Especially for her, when Bradley finally does the thing he’s best at. When he gets in over his head – and he is very, very far over it as King of Evermore – he calls his mother to come and rescue him.

Just not in the way that anyone in Evermore ever imagined.

Escape Rating A-: The Somewhat Wicked Witch of Brigandale is an even cozier fantasy than the author’s The Village Library Demon Hunting Society, which was the reason I picked this up in the first place.

After all, Gretsella and her coven are only ‘somewhat’ wicked, whereas the demon under tiny Winesap is not only wicked, they’re bored out of everyone in the entire town’s minds, and that’s a dangerous combination for pretty much everybody around – especially all the miscellaneous murder victims.

Gretsella’s ‘wickedness’, somewhat or completely, is very much in the eye of the beholder – rather like the villainy of the Queens of Villainy in Wooing the Witch Queen. Gretsella’s wickedness is mostly about getting her own way and making sure that she continues to do so.

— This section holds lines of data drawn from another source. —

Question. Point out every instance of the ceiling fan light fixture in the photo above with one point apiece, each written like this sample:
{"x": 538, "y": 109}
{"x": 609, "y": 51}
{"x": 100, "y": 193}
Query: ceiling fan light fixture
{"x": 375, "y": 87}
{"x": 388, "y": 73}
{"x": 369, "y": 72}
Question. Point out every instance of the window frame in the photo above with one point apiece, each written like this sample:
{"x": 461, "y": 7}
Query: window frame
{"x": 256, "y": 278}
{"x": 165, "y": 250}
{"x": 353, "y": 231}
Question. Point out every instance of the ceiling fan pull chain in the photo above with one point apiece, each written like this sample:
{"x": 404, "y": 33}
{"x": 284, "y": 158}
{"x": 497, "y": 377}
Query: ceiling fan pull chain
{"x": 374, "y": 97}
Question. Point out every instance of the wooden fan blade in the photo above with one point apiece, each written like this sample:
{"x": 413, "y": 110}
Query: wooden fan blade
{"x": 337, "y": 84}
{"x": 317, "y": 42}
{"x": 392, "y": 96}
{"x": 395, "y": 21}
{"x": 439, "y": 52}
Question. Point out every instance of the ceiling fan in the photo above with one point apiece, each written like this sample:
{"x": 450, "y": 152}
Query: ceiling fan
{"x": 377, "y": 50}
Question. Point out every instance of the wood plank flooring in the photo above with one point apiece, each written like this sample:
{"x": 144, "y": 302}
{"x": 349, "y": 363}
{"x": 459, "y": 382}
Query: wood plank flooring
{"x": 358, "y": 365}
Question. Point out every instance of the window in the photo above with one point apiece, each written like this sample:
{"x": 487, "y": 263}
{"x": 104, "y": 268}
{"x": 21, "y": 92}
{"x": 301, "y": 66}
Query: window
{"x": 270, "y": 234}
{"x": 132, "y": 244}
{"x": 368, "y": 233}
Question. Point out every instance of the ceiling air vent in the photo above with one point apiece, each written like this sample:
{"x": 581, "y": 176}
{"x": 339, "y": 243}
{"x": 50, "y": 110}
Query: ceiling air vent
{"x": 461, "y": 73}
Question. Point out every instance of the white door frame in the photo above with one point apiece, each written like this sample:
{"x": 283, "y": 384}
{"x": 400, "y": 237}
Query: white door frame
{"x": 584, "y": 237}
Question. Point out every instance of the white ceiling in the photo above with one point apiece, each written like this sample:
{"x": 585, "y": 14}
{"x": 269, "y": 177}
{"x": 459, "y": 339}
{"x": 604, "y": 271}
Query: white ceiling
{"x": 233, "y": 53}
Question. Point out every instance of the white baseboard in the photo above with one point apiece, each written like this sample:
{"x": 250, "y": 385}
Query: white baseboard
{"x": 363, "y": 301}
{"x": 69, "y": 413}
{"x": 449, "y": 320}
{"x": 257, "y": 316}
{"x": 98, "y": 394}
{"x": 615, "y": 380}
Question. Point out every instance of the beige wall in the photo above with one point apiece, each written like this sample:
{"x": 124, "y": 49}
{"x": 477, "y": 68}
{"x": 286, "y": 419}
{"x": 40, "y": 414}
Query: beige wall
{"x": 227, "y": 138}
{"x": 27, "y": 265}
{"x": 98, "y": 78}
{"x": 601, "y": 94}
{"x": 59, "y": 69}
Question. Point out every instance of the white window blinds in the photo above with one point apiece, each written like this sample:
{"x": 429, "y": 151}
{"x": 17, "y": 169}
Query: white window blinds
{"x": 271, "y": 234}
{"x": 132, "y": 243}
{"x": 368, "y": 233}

(Gretsella and her coven remind me a LOT of the rather eclectic traveling party in T. Kingfisher’s Nettle and Bone. If you loved that or any of her other cozy-ish fantasies, Gretsella’s voice is very similar. Including the snark.)

Gretsella’s so-called wickedness is a pretense that she’s hanging onto with both hands, because she’s not in the least bit wicked where her son Bradley is concerned. Even if she can’t admit either how much she loves him or how much she misses him when he heads to the capital.

She’s eager to go help him out, she’s just been waiting for the invitation. Because Bradley isn’t stupid, he’s just overwhelmed. It’s not really about intelligence, it’s about training and aptitude. He doesn’t know how to be king because he’s never had to work his way through the hard stuff and doesn’t know where to begin.

The charm of the story is all in what happens once she gets there. Because she knows her son as much as she loves him, and she knows he doesn’t really want to be king. He wants the people to be taken care of, but it’s not the job or the life he wants. So his mother has to figure out a way to get him out of the pickle that his courtesy has gotten him into.

That the solution turns out to be a combination of politics and witchcraft and some very witchy shenanigans with political aspirations was utterly delightful, wryly sarcastic and surprisingly effective while inspiring both rueful chuckles and the occasional belly laugh.

It’s brilliant, it’s clever, and the cursing at the end is absolutely inspired.

The way this story works doesn’t quite follow the cozy fantasy mold (this isn’t itself a romance but one or two romances do occur), but it follows it enough – and with enough delightful asides and twists, to remind the reader not only of Kingfisher but with just the right touch of those Queens of Villainy and Violet Thistlewaite Is Not a Villain Anymore. So if you enjoyed any of those and don’t mind a cozy fantasy where the romance is a tertiary plot point rather than even a secondary one, The Somewhat Wicked Witch of Brigandale is rather wickedly charming.